# Thrush.......which doctor do I need to see/call?



## Sassafrass (Mar 3, 2004)

So how do we get treated for thrush? Do I call the ped first? My ob office? My ped office also has an LC.....will she be the one to give me a script? Basically, I am really trying to avoid going to 2 different doctors. What do you suggest? I have been doing the GV for 2 days now, but it doesn't seem to be any better. Symptoms are my nipple pain, even with great latch....they feel as though they are sunburned. And my baby has a really white tongue and is very fussy. She is 3 weeks old if that matters.

Oh, I guess I need to mention that I just started a round of antibiotics for a bladder infection that did not respond to natural remedies.
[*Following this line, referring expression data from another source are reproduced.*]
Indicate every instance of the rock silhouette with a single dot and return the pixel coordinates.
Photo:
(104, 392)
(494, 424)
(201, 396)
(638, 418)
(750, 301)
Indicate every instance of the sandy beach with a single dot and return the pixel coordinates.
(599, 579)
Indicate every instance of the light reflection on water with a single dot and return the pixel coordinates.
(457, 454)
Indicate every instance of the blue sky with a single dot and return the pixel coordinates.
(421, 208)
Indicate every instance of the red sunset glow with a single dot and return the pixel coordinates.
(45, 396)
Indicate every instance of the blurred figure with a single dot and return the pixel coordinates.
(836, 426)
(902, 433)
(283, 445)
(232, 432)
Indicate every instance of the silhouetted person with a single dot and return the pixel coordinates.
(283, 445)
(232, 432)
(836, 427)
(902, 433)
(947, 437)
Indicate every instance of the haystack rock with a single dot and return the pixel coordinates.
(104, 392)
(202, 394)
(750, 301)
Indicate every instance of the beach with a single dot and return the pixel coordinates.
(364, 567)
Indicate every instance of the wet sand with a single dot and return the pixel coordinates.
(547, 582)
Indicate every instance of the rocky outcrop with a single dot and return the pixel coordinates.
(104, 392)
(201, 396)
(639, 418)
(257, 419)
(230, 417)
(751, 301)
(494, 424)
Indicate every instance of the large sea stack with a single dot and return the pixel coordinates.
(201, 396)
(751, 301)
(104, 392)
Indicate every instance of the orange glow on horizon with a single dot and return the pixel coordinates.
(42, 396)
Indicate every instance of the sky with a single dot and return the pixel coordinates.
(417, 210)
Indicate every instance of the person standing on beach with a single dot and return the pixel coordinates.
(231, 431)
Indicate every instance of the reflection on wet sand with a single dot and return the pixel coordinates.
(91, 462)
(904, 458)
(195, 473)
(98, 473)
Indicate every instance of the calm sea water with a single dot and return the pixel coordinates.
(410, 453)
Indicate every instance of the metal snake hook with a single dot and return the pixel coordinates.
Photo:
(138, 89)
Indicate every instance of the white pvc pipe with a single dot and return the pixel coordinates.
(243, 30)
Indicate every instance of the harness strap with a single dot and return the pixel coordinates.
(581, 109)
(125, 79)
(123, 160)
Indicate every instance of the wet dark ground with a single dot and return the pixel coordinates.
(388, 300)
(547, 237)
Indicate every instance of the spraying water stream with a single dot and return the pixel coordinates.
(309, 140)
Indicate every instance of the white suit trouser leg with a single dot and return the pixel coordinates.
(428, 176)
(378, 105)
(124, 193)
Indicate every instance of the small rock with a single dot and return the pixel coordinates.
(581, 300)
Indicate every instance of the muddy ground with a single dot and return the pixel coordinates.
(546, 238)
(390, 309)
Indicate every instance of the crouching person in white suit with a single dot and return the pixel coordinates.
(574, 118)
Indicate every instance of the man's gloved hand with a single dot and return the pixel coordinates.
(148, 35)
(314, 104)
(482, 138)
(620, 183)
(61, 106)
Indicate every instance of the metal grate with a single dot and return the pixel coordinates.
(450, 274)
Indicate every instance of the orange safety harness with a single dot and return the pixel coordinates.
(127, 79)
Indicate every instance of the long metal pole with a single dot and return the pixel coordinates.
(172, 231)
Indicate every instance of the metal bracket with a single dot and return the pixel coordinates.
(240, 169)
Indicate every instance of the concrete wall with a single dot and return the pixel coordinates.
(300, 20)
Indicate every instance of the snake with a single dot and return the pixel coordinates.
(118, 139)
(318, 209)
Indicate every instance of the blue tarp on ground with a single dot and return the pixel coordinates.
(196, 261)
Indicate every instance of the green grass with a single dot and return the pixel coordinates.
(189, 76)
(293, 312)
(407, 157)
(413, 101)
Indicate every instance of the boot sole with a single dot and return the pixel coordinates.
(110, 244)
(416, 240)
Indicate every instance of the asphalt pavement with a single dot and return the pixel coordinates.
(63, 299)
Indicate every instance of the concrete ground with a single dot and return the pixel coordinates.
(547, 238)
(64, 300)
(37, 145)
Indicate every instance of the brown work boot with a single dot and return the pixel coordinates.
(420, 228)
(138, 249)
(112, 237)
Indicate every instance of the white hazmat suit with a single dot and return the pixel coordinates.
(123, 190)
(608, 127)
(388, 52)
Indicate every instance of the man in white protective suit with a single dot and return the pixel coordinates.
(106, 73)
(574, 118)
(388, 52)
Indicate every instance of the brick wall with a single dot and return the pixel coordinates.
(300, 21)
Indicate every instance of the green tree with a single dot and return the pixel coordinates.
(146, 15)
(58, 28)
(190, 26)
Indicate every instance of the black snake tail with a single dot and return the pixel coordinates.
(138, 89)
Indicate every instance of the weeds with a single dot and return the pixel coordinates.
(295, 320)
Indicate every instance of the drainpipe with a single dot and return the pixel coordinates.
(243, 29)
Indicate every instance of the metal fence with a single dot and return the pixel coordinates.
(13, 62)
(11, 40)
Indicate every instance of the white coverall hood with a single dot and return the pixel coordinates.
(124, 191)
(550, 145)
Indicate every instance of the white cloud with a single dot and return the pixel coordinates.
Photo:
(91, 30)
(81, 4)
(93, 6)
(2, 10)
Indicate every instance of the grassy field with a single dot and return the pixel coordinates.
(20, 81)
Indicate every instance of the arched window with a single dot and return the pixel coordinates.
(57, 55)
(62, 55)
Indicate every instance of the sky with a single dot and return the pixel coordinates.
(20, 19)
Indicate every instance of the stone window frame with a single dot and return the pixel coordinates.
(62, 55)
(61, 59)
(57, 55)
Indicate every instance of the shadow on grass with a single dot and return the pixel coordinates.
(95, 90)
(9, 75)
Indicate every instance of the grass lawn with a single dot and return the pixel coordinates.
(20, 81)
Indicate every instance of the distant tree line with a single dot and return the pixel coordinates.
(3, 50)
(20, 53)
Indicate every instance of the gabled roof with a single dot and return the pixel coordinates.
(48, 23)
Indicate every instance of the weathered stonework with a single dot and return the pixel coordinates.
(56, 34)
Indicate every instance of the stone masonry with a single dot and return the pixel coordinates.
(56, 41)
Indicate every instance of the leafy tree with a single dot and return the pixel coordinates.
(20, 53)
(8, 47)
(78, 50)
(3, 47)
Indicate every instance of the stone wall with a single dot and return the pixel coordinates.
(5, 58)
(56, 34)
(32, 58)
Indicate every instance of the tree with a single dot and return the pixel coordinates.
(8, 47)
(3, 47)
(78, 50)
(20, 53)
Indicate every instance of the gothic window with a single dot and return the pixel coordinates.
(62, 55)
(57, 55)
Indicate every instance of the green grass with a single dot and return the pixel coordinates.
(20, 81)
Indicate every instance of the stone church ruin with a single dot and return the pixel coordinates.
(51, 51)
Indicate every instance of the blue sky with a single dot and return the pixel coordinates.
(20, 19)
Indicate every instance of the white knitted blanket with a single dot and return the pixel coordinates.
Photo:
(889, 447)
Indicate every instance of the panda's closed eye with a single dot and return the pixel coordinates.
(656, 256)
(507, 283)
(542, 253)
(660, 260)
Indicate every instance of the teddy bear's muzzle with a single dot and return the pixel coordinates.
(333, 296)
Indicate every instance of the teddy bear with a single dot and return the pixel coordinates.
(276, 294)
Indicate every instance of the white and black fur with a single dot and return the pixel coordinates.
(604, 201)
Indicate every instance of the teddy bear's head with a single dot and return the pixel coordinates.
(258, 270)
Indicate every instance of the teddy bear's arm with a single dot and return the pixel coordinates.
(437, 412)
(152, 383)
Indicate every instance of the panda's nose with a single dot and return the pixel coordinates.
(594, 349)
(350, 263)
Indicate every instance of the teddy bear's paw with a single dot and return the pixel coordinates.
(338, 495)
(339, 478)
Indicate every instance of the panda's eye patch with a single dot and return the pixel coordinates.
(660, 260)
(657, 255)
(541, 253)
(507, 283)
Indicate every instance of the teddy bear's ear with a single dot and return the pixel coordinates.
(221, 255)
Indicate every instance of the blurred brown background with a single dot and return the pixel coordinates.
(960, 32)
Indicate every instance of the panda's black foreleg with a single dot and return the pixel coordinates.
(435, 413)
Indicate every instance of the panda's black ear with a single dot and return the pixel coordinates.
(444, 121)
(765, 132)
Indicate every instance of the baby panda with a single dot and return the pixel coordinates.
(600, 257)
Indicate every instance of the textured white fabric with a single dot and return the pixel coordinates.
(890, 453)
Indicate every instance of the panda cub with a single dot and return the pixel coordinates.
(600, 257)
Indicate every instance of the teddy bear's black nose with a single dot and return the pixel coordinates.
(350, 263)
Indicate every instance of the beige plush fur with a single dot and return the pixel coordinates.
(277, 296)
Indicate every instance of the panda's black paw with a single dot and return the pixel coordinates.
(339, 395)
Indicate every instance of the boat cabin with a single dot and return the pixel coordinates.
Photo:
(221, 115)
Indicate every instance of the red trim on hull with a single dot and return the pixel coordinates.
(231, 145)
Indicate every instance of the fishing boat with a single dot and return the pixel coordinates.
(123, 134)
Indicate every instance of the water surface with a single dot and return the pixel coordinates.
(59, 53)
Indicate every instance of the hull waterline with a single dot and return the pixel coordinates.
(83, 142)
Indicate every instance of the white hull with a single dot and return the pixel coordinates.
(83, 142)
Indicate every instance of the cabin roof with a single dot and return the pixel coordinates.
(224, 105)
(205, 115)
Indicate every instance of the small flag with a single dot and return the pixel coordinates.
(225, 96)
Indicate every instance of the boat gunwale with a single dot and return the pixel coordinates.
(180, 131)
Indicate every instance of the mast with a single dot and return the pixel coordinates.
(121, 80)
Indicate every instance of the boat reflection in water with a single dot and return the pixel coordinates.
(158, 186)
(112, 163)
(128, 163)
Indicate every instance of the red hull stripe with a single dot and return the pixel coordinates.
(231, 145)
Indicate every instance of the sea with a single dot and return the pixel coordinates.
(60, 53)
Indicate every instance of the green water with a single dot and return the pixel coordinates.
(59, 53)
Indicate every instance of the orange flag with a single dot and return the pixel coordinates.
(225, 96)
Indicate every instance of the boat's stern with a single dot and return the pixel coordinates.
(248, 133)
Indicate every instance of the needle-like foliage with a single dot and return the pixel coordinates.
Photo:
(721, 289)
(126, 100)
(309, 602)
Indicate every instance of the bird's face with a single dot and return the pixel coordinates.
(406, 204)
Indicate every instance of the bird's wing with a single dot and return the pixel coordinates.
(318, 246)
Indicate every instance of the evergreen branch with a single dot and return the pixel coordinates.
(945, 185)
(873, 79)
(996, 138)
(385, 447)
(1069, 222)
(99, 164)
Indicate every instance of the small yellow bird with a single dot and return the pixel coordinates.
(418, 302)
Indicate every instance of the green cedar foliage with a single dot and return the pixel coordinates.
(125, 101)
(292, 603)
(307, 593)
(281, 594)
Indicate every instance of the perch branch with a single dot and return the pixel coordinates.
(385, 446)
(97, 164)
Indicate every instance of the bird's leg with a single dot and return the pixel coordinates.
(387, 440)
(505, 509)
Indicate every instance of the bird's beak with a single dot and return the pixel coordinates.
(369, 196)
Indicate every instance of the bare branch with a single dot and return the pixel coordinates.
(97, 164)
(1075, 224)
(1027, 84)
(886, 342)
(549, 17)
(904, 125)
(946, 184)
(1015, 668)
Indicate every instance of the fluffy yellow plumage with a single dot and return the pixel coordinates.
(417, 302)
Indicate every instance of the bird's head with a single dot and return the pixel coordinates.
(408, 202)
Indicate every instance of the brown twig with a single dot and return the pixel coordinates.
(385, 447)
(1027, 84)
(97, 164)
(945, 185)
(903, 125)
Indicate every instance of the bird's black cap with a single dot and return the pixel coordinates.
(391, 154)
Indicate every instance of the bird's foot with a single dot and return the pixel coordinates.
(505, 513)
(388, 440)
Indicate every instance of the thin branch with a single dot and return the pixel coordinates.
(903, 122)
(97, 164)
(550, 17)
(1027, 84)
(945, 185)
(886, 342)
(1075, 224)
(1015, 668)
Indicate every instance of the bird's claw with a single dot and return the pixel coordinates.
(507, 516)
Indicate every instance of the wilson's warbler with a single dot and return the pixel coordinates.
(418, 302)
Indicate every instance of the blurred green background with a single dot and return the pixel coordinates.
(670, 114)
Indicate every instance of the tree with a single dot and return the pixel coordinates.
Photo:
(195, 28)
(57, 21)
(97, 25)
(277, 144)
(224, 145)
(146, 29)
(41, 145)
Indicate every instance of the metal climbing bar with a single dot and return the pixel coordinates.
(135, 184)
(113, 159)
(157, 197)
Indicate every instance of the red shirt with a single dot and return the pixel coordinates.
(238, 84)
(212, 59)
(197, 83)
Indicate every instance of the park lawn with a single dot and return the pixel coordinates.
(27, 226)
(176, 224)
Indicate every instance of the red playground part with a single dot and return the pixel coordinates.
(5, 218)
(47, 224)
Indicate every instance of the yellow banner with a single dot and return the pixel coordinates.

I also take acidopilus.......how much should I be taking?

Thanks!
Angela


----------



## dawndup (Jan 31, 2004)

My family doctor has an LC on staff at their office, and the LC is also a nurse practitioner so she can write prescriptions. I gave her a call when I had thrush.

I think the LC at your ped's office is a good place to start. She can have one of the docs there write you a prescription even if she can't. or she can call your familiy doc for you.

I don't know about the acidophilus... I was very fortunate to have thrush that responded quickly to Nystatin, so it was no problem. I hope yours goes away quickly!


----------



## thepeach80 (Mar 16, 2004)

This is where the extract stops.